Tuesday, September 20, 2005 11:10 PM
by
RepeatableRead
Nibbling Deletes - Intro
So, your application was a success. You're getting oodles and oodles
of traffic. Only, it's building up faster than you had anticipated, and
after a bit of calculation, you've determined that if the present
trends persist, you'll have 24 TB of data within 1 year. Only, you
really don't need data > 3 months old in the main OLTP tables.
Question: How do you archive, or nuke that older
data without impacting performance? Trying to delete vast sums of data
all at once will lock your table, which will block threads, which will
stall your application, and cause you all sorts of grief.

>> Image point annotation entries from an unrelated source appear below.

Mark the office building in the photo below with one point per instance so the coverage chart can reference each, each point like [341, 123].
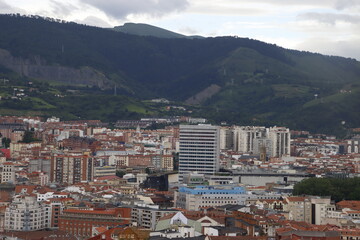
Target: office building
[193, 199]
[199, 149]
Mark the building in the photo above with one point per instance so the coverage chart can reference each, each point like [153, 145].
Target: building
[7, 170]
[280, 138]
[81, 222]
[71, 169]
[226, 138]
[299, 209]
[274, 141]
[147, 216]
[203, 196]
[42, 165]
[25, 214]
[245, 136]
[104, 171]
[199, 149]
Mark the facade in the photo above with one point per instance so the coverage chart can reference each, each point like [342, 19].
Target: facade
[25, 214]
[104, 171]
[199, 149]
[274, 141]
[204, 196]
[353, 145]
[71, 169]
[43, 165]
[81, 222]
[226, 138]
[148, 216]
[299, 209]
[244, 137]
[7, 172]
[280, 138]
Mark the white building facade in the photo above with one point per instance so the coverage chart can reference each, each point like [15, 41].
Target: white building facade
[199, 149]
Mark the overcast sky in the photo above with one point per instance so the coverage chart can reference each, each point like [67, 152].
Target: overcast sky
[327, 26]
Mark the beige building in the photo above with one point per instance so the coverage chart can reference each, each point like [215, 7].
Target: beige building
[7, 170]
[25, 214]
[299, 208]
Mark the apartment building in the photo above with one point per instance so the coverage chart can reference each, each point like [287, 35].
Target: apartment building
[81, 222]
[71, 168]
[25, 214]
[209, 196]
[147, 216]
[199, 149]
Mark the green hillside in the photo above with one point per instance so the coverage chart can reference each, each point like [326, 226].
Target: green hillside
[256, 82]
[141, 29]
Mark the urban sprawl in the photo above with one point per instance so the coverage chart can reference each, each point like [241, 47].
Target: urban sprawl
[88, 180]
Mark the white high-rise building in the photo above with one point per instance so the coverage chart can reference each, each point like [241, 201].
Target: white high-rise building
[280, 138]
[199, 149]
[244, 137]
[25, 214]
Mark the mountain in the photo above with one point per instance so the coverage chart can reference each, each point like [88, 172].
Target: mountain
[238, 80]
[141, 29]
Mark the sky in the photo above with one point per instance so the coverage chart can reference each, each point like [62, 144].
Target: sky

Enter the 'nibbling' delete - a trick I came up with to archive
oodles (0.3-10 million rows/day) of 'traffic' data on a very busy
server. In my situation, a clustered index didn't exist along the
'date' domain of the entity in question, so trying to handle that many
locks on a row-level basis (for a ranged, date-based, delete) would
have taken the server to its knees (well, would have hiccuped it for a
few seconds at least - and I couldn't afford ANY interuptions).
The Main Concept: Sql Server can, and will, do a
fine job of just getting rid of a few rows at a time. It's when you try
to remove 40k or 4 million at a gulp that it gets cranky. What we need
is a simple way to 'spoon feed' it a few rows to nibble on at a time.
When it's done with those rows, it can have a few more. Happily, SQL
Server provides a way to set up your own 'nibbling' operation, with the
use of some simple logic and the assistance of the WAITFOR operator. As
follows:
DECLARE @count int
SET @count = 2000
SET ROWCOUNT 2000
WHILE @count = 2000 BEGIN
DELETE FROM myBigTable
WHERE someCondition = true
SELECT @count = @@ROWCOUNT
WAITFOR DELAY '000:00:00.200'
END
Simple huh? The where clause can be as simple as something like
WHERE recordedDate > @30DaysAgo. However, you may find that spooling
all of those results is too expensive, so you could do something like:
DECLARE @count int
SET @count = 2000
SET ROWCOUNT 2000
WHILE @count = 2000 BEGIN
DELETE FROM myBigTable
WHERE targetID IN
(SELECT TOP 2000 targetID
FROM myBigTable WITH(NOLOCK)
WHERE something = somethingElse)
SELECT @count = @@ROWCOUNT
WAITFOR DELAY '000:00:00.200'
END
And that's it. Forcing SQL Server to limit the number of 'row
operations' (via setting the ROWCOUNT) stops it from gobbling up oodles
and oodles of locks, but allows SQL Server to just keep churning and
churning until all of the targeted rows are deleted. Giving SQL Server
2000 .2 seconds to 'think' between operation will give it enough time
to make sure that any operations that queue against your nibbling
delete will pass through without much of a wait (on a heavily trafficed
system some operations WILL queue behind yours, but the calling
application can't really tell the difference as they never take more
than .4 seconds to complete.
Of course, in SQL Server 2005, the SET ROWCOUNT operator has been
retired. Instead you'll just need to the TOP operator, which now
accepts variables:
DECLARE @target int
SET @target = 2000
DECLARE @count int
SET @count = 2000
WHILE @count = 2000 BEGIN
DELETE FROM myBigTable
WHERE targetID IN
(SELECT TOP @target targetID
FROM myBigTable WITH(NOLOCK)
WHERE something = somethingElse)
SELECT @count = @@ROWCOUNT
WAITFOR DELAY '000:00:00.200'
END
And frankly, that's a bit cleaner anyhow (i.e. WHERE mainTable.id IN (SELECT TOP # of ids from the mainTable)).
I'll post a bit more about this later, specifically on some other
tips and tricks, and ways to handle tables with FK constraints
(specifically with CASCADES enabled).